Her own father had grown up in dire poverty, but her grandmother instilled in him the importance of education, and through his dedication to learning, he became a physician.

“If you have one person that can break out of that cycle, it can be transformative,” Miragaia said.

She wanted to find a way to help more children in poverty by achieving equity in brain health, so she decided to embark on a doctoral degree in developmental neuroscience. Miragaia said she was attracted to Pitt because of Cameron’s interest in translating discoveries in the lab into real-world interventions.

“I saw that she was trying to make the research useful rather than confining it to journals and labs,” Miragaia said. “These problems are too urgent to hope that this information just trickles out to the public.”

Knowing What You Don’t Know

Jenny Kwon, an undergraduate researcher, discusses lesson plans with instructors at the Shuman juvenile detention facility in Pittsburgh's East End.

In order to succeed in the First Gear Program, Cameron and Miragaia had to avoid the notion that their expertise in neuroscience would translate directly to product development and entrepreneurship.
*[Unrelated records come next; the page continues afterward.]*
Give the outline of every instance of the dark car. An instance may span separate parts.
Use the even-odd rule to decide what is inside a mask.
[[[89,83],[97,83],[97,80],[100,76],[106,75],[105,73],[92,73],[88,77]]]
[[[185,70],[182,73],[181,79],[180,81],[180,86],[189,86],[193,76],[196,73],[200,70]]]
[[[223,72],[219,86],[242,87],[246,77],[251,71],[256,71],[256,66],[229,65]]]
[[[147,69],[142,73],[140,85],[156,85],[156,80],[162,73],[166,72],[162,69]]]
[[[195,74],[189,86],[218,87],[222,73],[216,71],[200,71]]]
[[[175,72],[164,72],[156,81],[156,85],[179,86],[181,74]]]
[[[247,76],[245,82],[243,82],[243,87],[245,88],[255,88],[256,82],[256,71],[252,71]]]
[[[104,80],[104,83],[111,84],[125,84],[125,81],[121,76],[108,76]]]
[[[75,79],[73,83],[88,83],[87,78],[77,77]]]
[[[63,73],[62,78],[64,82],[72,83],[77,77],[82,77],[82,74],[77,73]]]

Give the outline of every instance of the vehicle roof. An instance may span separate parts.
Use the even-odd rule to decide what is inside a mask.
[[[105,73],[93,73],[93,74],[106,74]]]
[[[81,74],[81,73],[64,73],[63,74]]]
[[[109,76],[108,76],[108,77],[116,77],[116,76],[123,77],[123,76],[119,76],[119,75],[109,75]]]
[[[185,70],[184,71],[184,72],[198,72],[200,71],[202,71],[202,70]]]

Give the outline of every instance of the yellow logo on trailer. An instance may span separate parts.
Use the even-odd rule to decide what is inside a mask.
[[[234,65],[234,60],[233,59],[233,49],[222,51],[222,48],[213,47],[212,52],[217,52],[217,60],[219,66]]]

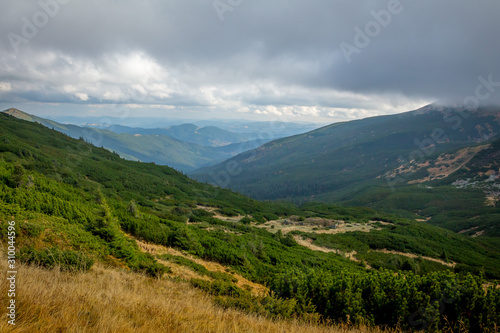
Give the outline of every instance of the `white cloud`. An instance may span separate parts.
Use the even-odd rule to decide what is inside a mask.
[[[86,102],[89,100],[89,96],[85,93],[76,93],[75,96],[83,102]]]
[[[10,85],[10,82],[0,82],[0,91],[11,91],[12,86]]]

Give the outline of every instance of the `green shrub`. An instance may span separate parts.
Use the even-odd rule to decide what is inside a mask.
[[[83,253],[73,250],[50,249],[35,250],[31,247],[20,249],[20,260],[29,265],[39,265],[46,268],[59,266],[62,271],[87,271],[94,260]]]

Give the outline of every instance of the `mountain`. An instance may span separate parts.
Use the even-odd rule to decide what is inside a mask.
[[[200,146],[220,147],[233,143],[258,140],[255,133],[235,133],[215,126],[198,127],[194,124],[174,125],[167,128],[137,128],[120,125],[109,126],[106,129],[115,133],[164,135],[184,142]],[[262,144],[269,140],[260,140]]]
[[[221,147],[202,146],[173,138],[172,135],[166,136],[156,133],[155,130],[142,129],[144,134],[135,133],[134,131],[131,131],[131,133],[115,133],[105,129],[60,124],[17,109],[9,109],[4,112],[19,119],[40,123],[75,139],[83,138],[85,141],[114,151],[127,159],[168,165],[184,172],[224,161],[244,150],[256,148],[265,143],[262,140],[252,140]],[[192,137],[195,137],[194,132],[196,129],[194,131],[187,130],[187,128],[193,129],[193,127],[195,125],[178,126],[177,133],[184,133],[186,137],[191,133]],[[209,141],[209,134],[214,132],[215,130],[208,128],[205,130],[206,134],[203,138],[192,141]],[[212,135],[212,138],[214,137],[215,135]],[[236,137],[243,140],[243,136],[238,135],[226,137],[226,139],[232,140],[236,139]],[[211,141],[212,144],[215,142],[214,140]]]
[[[500,316],[498,244],[367,208],[256,201],[6,113],[0,241],[15,244],[10,265],[33,286],[16,296],[19,311],[39,313],[19,316],[17,330],[64,331],[70,322],[82,331],[151,331],[151,320],[169,329],[178,321],[165,317],[175,308],[168,304],[186,297],[189,327],[201,324],[188,308],[207,299],[219,317],[238,309],[261,323],[491,331]],[[247,318],[234,316],[232,327]]]
[[[474,234],[500,235],[493,223],[498,207],[485,205],[485,196],[496,192],[457,188],[456,179],[448,178],[467,168],[498,133],[498,108],[469,112],[429,105],[275,140],[191,176],[257,199],[369,206],[457,232],[477,227]],[[224,178],[229,164],[242,171]],[[493,165],[492,170],[499,171]],[[431,188],[436,182],[440,186]]]

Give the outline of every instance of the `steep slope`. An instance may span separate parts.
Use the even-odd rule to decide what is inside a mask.
[[[191,176],[258,199],[342,202],[414,214],[422,207],[420,199],[412,202],[409,185],[457,171],[499,132],[498,108],[468,112],[429,105],[275,140]],[[456,155],[466,147],[473,148]],[[456,155],[455,162],[446,158],[453,166],[418,167],[444,153]],[[241,172],[223,177],[228,165]],[[401,204],[391,207],[398,196],[404,197]]]
[[[201,146],[161,135],[154,130],[144,130],[145,134],[115,133],[110,130],[59,124],[17,109],[9,109],[4,112],[19,119],[40,123],[75,139],[83,138],[87,142],[114,151],[127,159],[168,165],[184,172],[213,165],[264,143],[264,141],[257,140],[223,147]],[[190,125],[187,127],[191,128]],[[207,136],[204,138],[208,140]]]
[[[83,140],[0,114],[4,249],[13,242],[14,236],[7,233],[12,221],[23,263],[49,269],[59,265],[62,271],[80,273],[90,270],[85,273],[89,278],[96,272],[95,262],[97,267],[103,263],[158,279],[178,277],[175,269],[183,266],[191,271],[185,280],[219,306],[267,318],[323,317],[403,325],[409,330],[409,316],[419,315],[433,306],[431,300],[445,296],[453,306],[428,323],[439,329],[458,325],[465,316],[466,329],[491,328],[499,315],[500,289],[492,286],[485,293],[482,286],[488,281],[482,276],[500,277],[500,251],[480,239],[371,209],[255,201],[197,183],[171,168],[126,161]],[[269,232],[262,225],[271,221],[275,228],[270,230],[290,223],[301,229]],[[336,223],[342,223],[345,231],[353,230],[328,233]],[[370,230],[361,231],[358,225],[369,225]],[[337,251],[311,250],[298,245],[294,236]],[[144,253],[136,240],[180,254]],[[361,262],[341,255],[353,250]],[[208,261],[225,268],[211,269]],[[239,277],[266,285],[269,295],[255,295],[251,285],[238,284]],[[27,292],[37,294],[35,289]],[[107,295],[113,294],[99,297]],[[53,309],[50,304],[44,305]],[[69,309],[81,313],[81,303]],[[163,316],[155,309],[148,312]],[[120,304],[113,310],[132,320],[123,315]],[[87,323],[102,320],[98,313],[88,316]],[[20,318],[43,324],[38,316]]]

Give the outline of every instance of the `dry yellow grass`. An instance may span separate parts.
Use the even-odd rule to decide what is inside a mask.
[[[6,258],[0,261],[6,272]],[[5,313],[5,282],[0,294]],[[100,265],[78,274],[20,265],[16,294],[16,326],[9,325],[4,314],[0,332],[379,332],[224,310],[187,283]]]

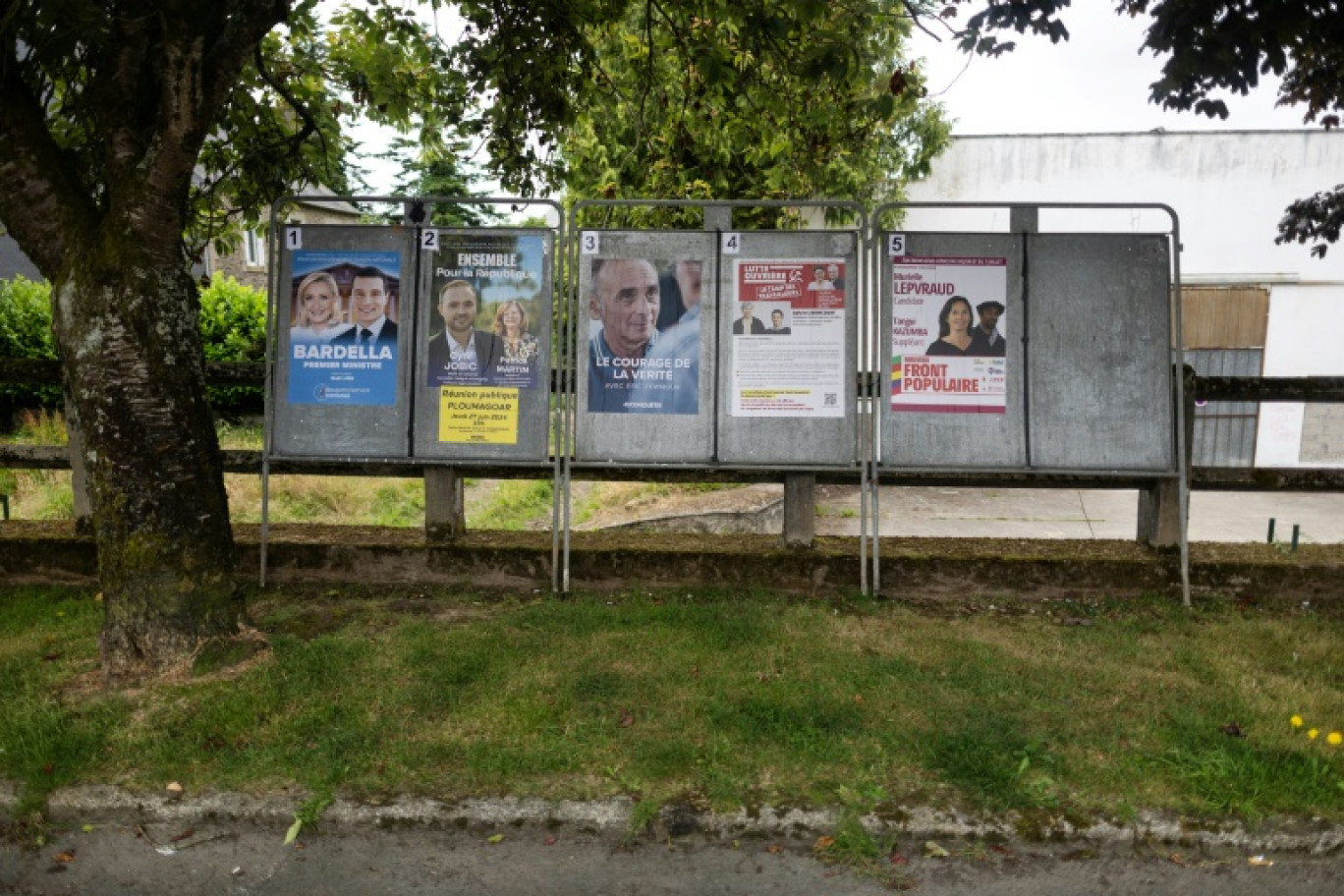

“I had the naïve idea I would not need the extra meetings and seminars that are part of the First Gear program,” Miragaia said. “Once I let go of my resistance and accepted that I was an amateur I was able to get so much more out of the experience.”

Cameron said she was initially in a panic when meeting with mentor Robert Huemmrich because she didn’t understand the terminology being used.

Now she is confident enough to devote herself full time to Working for Kids, where she hopes to achieve her biggest impact yet.

To better prepare her to lead the new company, she enrolled in the First Step/Second Step educational series for launching a business through the Innovation Institute affiliate Institute for Entrepreneurial Excellence.

Cameron said she doesn’t regret her years spent in the lab, but said she is embracing her new mindset when it comes to the meaning of her work.

“I have benefitted enormously from the access to the resources of the Innovation Institute. Now I really think further down the chain to the people I want to reach,” she said.